Leo Bianchi é jornalista, já foi repórter e apresentador do Globo Esporte. É apaixonado por competição e já cobriu Copa do Mundo, Fórmula 1, UFC e mundiais de CS:GO, R6, FIFA, Just Dance e Free Fire. Também é youtuber e pro-player frustrado. No GGWP você encontra análise dos cenários competitivos no Brasil e no mundo, além dos bastidores do universo envolvendo times, jogadores e novidades em geral.

Colunista do UOL

25/01/2022 04h00

Começou o CBLOL 2022! Entrando em seu 11° ano de existência, o Campeonato Brasileiro de League of Legends teve início no sábado, dia 22 de janeiro. As organizações são as mesmas dez do ano passado, que firmaram parcerias a longo prazo no sistema de franquia com a Riot Games, mas o estúdio é novo, e a publisher promete uma temporada repleta de surpresas para os torcedores - ainda que à distância neste primeiro momento.

A expectativa era que o CBLOL começasse não só com os jogadores no palco, mas também com os torcedores nas arquibancadas. Ambas as possibilidades acabaram anuladas pela situação atual do COVID-19. A Riot monitorou passo a passo e, com uma atitude consciente e totalmente adequada à realidade de momento, optou por um formato remoto - mantendo apenas os casters no palco. Ainda assim, não há dúvidas de que a empresa virá com surpresas.

Uma delas já veio ao longo dessa semana, e foi um golaço por parte da publisher. A Língua Brasileira de Sinais (Libras) agora faz parte das transmissões, levando o conteúdo a mais pessoas e aumentando a acessibilidade. Embora o recurso não vá estar presente durante as partidas, propriamente ditas, a adaptação se mostra uma recepção bem aceita por parte da empresa às sugestões da comunidade.

"Após diversas conversas com especialistas da comunidade sobre as melhores práticas relativas ao recurso, chegamos à conclusão de que, por conta da quantidade de informações simultâneas apresentadas em uma partida de League of Legends e do caráter dinâmico do jogo, de maneira a proporcionar uma experiência de inclusão no mais alto nível para as pessoas surdas, não haverá a interpretação de Libras durante as partidas - mas sim nos conteúdos antes do início da narração e também nos comentários após os confrontos", escreveu a Riot, em comunicado oficial.
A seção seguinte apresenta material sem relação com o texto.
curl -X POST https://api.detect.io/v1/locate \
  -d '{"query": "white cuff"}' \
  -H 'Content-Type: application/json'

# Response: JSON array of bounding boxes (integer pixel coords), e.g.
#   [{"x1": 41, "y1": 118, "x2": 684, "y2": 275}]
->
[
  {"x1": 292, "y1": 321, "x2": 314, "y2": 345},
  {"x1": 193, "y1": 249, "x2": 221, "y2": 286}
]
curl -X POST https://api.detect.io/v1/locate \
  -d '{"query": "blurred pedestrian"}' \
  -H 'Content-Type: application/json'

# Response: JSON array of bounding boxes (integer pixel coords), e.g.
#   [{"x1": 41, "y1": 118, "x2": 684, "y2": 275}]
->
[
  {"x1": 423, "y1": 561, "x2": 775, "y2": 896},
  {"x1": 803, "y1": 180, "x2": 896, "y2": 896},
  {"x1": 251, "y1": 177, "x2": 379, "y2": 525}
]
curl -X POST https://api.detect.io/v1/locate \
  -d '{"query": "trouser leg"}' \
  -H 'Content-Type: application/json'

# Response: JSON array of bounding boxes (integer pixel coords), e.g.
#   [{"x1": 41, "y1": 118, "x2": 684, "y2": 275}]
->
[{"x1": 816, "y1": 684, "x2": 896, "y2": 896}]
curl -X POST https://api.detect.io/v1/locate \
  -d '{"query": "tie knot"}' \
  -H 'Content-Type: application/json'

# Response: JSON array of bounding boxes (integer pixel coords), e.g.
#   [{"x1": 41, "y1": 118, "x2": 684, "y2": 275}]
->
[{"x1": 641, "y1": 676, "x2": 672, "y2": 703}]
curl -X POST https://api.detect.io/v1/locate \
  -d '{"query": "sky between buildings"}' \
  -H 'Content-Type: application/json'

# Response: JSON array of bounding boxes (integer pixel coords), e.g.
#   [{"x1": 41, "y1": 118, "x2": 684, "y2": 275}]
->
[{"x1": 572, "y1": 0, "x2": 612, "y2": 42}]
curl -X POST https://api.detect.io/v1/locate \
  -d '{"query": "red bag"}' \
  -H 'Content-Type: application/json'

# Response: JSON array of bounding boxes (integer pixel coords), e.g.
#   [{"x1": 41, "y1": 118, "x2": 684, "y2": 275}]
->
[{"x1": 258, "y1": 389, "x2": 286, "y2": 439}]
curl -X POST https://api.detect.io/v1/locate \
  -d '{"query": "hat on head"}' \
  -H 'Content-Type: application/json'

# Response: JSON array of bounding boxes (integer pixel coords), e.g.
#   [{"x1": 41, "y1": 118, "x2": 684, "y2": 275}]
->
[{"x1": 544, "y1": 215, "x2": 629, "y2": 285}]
É louvável que, estando em um patamar de consolidação e sem a necessidade de se provar, o CBLOL continue se incomodando, ano após ano. É o que diferencia grandes de gigantes. O campeonato tem, em sua essência, se reinventar, melhorar e ser uma ode à comunidade de League of Legends no Brasil. Ano após ano, a Riot continua a fazer queixos caírem e fãs gritarem de peito aberto o quanto amam essa competição.

O crescimento de casters como Fogueta, primeira mulher a narrar um torneio oficial de LoL na Riot no Brasil, e agora também adaptada à função de repórter do CBLOL, é a prova de que, sim, o campeonato se importa em não fechar as portas à representatividade e a outros valores. A força da marca vai muito além de qualquer desempenho internacional digno de críticas.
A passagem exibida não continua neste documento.